Starting above about 5 grams per day the risk of death increased with increasing amounts of sodium excretion.
This is quite a shocker for those of us who have assumed for the last 20 years that the less salt we consumed the longer we would live.
Drawing less controversy were the findings from these two studies on potassium consumption. Higher levels of potassium consumption were associated with lower blood pressures and lower risk of death. The authors point out that high potassium intake may simply be a marker of healthy dietary patterns that are rich in potassium (e.g., high consumption of fruit and vegetables).
You can read more about these papers, including critical and positive comments at the heart.org here.
My Recommendations on Salt Consumption
Here is what I will be telling my patients about salt after a week of tracking my consumption and reading the relevant scientific literature.
Spend a day or two accurately tracking your consumption of salt to educate yourself. I found this app to be really helpful. I’ll expand on this in a future post.
Recognize that not everybody needs to follow a low salt diet. If your blood pressure is not elevated and you have no heart failure you don’t need to change your salt consumption.

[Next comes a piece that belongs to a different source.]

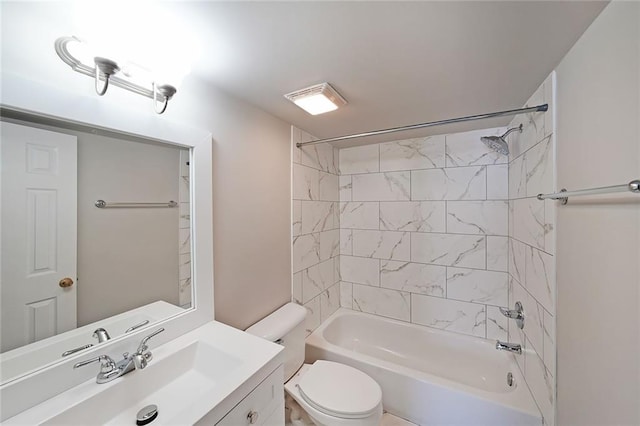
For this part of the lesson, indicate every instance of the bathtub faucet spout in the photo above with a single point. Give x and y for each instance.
(509, 347)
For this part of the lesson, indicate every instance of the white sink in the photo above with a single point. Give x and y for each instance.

If your blood pressure is on the low side and especially if you get periodic dizzy spells, often associated with standing quickly liberalize your salt intake, you will feel better.
If you have high blood pressure, you are the best judge of how salt effects your blood pressure. In the example I gave in a previous post, my patient realized that all the salt he was sprinkling on his tomatoes was the major factor causing his blood pressure to spike.
The kidneys do a great job of balancing sodium intake and sodium excretion if they are working normally. If you have kidney dysfunction you will be more sensitive to the effects of salt consumption on your blood pressure and fluid retention.
If you are following a Mediterranean diet with plenty of fresh fruits and vegetables you are going to be in the ideal range for both potassium and sodium consumption.
Public health experts are always seeking a “one size fits all” message to give the public. In the case of salt consumption, however, the message of less is better does not apply to all.